A satellite dedicated to hunting gamma ray bursts, the most powerful explosions in space, has turned on with a bang. NASA's Swift satellite caught a burst in the act on 17 January, quickly pivoting in orbit to provide the first x-ray pictures of a burst as it flares into life. The satellite is likely to repeat its debut performance hundreds of times, helping reveal what happens in the chaotic moments after huge stars collapse to form new black holes.
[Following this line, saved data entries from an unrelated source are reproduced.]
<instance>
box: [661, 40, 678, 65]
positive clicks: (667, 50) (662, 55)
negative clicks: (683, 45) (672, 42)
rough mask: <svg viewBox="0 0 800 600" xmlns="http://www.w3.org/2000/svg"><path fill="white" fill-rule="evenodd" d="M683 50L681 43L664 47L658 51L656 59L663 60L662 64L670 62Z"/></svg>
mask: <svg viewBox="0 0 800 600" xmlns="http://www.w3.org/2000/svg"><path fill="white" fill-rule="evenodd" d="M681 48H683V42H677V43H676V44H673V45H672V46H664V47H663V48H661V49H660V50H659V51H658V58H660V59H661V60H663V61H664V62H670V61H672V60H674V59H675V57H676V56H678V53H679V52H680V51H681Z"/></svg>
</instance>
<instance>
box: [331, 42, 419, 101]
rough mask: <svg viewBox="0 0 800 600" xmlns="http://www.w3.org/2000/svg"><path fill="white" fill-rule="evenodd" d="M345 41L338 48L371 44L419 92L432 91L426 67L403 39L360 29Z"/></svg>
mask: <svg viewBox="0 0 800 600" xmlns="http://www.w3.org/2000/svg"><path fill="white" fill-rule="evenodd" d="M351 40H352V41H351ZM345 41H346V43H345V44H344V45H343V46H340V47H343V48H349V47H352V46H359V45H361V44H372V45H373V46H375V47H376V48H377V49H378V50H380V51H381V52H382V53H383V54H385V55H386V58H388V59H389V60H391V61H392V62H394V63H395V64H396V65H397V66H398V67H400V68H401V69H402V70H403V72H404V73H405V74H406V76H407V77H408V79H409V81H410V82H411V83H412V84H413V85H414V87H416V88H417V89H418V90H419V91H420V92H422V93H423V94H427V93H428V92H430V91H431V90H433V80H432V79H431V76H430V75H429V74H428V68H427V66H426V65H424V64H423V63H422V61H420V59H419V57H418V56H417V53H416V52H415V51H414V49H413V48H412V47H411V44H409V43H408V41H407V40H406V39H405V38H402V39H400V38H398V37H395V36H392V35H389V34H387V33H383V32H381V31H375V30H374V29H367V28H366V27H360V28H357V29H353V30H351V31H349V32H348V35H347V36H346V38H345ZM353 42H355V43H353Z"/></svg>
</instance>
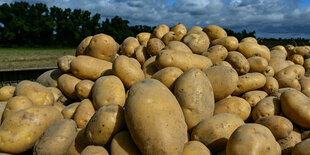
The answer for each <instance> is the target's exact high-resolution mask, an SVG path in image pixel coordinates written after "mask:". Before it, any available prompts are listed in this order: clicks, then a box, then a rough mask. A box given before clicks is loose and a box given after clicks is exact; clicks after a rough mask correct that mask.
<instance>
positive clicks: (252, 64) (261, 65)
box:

NASA launched the $250-million Swift on 20 November to probe mysteries surrounding the origins of gamma ray bursts. Most bursts likely happen after the cores of massive stars run out of nuclear fuel and collapse, forming black holes. Torrents of energy from hot matter plunging into these holes are thought to then create bursts of gamma rays and x-rays. But to find out exactly what drives the explosions, astronomers must study them as soon as they erupt. Swift is able to spot the flare of a new burst anywhere in a wide swath of the sky; then, the satellite rapidly trains two telescopes on the explosion before it fades away.
Swift lived up to its name on 17 January, when it detected a bright and relatively long-lasting gamma ray burst. Within 200 seconds, the satellite began collecting the first x-ray images of a burst's early stages, says mission director Neil Gehrels of NASA's Goddard Space Flight Center in Greenbelt, Maryland. X-rays stream from the hottest, most violent parts of the blast wave, so astrophysicists expect that analysis will yield insights into the physics of how new black holes spew titanic jets of energy into space. A second telescope on Swift will study bursts in ultraviolet and optical light, but it was not quite ready to take data last week.
Other astrophysicists are thrilled with Swift's success. "They're doing fantastically well," says Jonathan Grindlay of the Harvard-Smithsonian Center for Astrophysics in Cambridge, Massachusetts. Grindlay expects Swift to shed light on whether "short" gamma ray bursts, lasting just a second or so, arise from different events--such as the violent collisions of neutron stars. Swift also may see faint bursts from the first stars in the universe: giant objects that probably created large black holes more than 13 billion years ago, Grindlay predicts.